Arrêt du Tribunal Fédéral

Arrêt du 16.02.2023 [2C_764/20122]

 

 

 

 

 

A.                            Par décision du 2 mars 2010, le Service de la consommation et des affaires vétérinaires (SCAV) a séquestré, à titre préventif, onze chevaux appartenant à X.________. Par décision du 12 mars 2010, le SCAV a prononcé le séquestre définitif des chevaux et mis, en application de l’article 24 al. 1 de la loi sur la protection des animaux (LPA), tous les frais d'intervention, de séquestre, de pension et de soins à la charge du prénommé. En raison de la violation de son droit d’être entendu, cette décision a été, sur recours, annulée (arrêt de la CDP du 27.05.2011 [2010.288]). Après avoir donné à l’intéressé l’occasion de se déterminer, le SCAV lui a notifié, le 27 septembre 2011, une décision de séquestre définitif, dont le dispositif était identique à celui de la décision annulée du 12 mars 2010. Sur recours, la décision du 27 septembre 2011 a été confirmée successivement par le Département de l’économie (décision du 15.02.2013) puis par la Cour de droit public du Tribunal cantonal (arrêt du 15.08.2013 [2013.76]).

Par décision du 4 novembre 2014, le SCAV a mis à la charge de X.________ les frais de séquestre de ses chevaux à hauteur de 115'944.90 francs, sous déduction de la valeur de ceux-ci par 13'000 francs, soit au total un montant de 102'944.90 francs. Le prénommé a recouru le 5 décembre 2014 contre cette décision auprès du Département du développement et de l’environnement (ci-après : DDTE). Chargé par ce département de l’instruction du recours, le Service juridique de l’Etat (ci-après : le service juridique) a invité le SCAV à lui faire part de ses observations, ce qu’il a fait le 5 février 2015, en concluant au rejet du recours. Après que l’intéressé a répliqué, le 23 mars 2015, le service juridique a requis le dossier pénal auprès du Tribunal régional des Montagnes et du Val-de-Ruz en date du 10 décembre 2015.

Par courrier du 9 avril 2021 adressé aux parties, la cheffe du service juridique a considéré que le dossier était complet et indiqué qu’une décision serait rendue dans les meilleurs délais. Dans les suites de cette correspondance, le recourant a, notamment, soulevé la question de la prescription. Par décision du 10 mai 2021, le DDTE a très partiellement admis le recours en ramenant le montant facturé à 102'754 francs et l’a rejeté pour le surplus. Au sujet de la prescription, il a considéré qu’il y avait lieu d’appliquer par analogie les dispositions du Code des obligations, ce qui conduisait à reconnaître un délai de prescription de 10 ans (art. 127 CO).

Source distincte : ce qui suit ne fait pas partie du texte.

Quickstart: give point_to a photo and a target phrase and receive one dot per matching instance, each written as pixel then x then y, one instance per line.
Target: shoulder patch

B.                            X.________ interjette recours devant la Cour de droit public du Tribunal cantonal contre cette décision dont il demande, l'annulation et, par voie de conséquence celle du SCAV du 4 novembre 2014, sous suite de frais et dépens. Il fait notamment valoir la question de la prescription, relevant que, dans le domaine du droit public, les délais de prescription sont normalement de cinq ans et qu’il n’y a pas lieu de prévoir un autre délai dans la mesure où il s’agit d’une réclamation faite à un administré qui n’avait rien demandé à personne. Il invoque également une violation de son droit d’être entendu, du principe de proportionnalité et de la maxime inquisitoire.

C.                            Tant le DDTE, par le service juridique, que le SCAV concluent au rejet du recours, sans formuler d'observations.

C O N S I D E R A N T

en droit

1.                            Interjeté dans les formes et délais légaux, le recours est recevable.

2.                            a) En droit public, et contrairement à ce qui prévaut en droit privé (cf. art. 142 CO), la prescription doit être examinée d'office lorsque la collectivité publique est créancière (ATF 142 II 182 cons. 3.2.1 ; 138 II 169 cons. 3.2 ; 133 II 366 cons. 3.3).

b) La prescription est une institution générale du droit qui s'applique à toutes les prétentions de droit public, même en l'absence de disposition expresse (ATF 140 II 384 cons. 4.2, 112 Ia 260 cons. 5 ; Tanquerel, Manuel de droit administratif, 2018, p. 261, no 740). Selon la jurisprudence, lorsque les dispositions applicables à une matière relevant du droit public ne contiennent aucune règle relative à la durée du délai de prescription, le juge procède par analogie, en s'inspirant en premier lieu des règles que le législateur a instaurées en droit public pour des domaines analogues (ATF 126 II 54 cons. 7, 116 Ia 464 cons. 2, 112 Ia 260 cons.5, JT 1988 I, p. 426 ; RJN 1996, p. 115 cons. 3a et les références citées). Si de telles règles font défaut, il s'inspire des principes généraux du droit civil sur la prescription ; le juge reste toutefois libre de s'en écarter si la transposition ne semble pas souhaitable (ATF 126 II 49 cons. 2a, 112 Ia 260 cons. 5 ; arrêt du TF du 19.12.2012 [5A_152/2012] cons. 4.6.2.1).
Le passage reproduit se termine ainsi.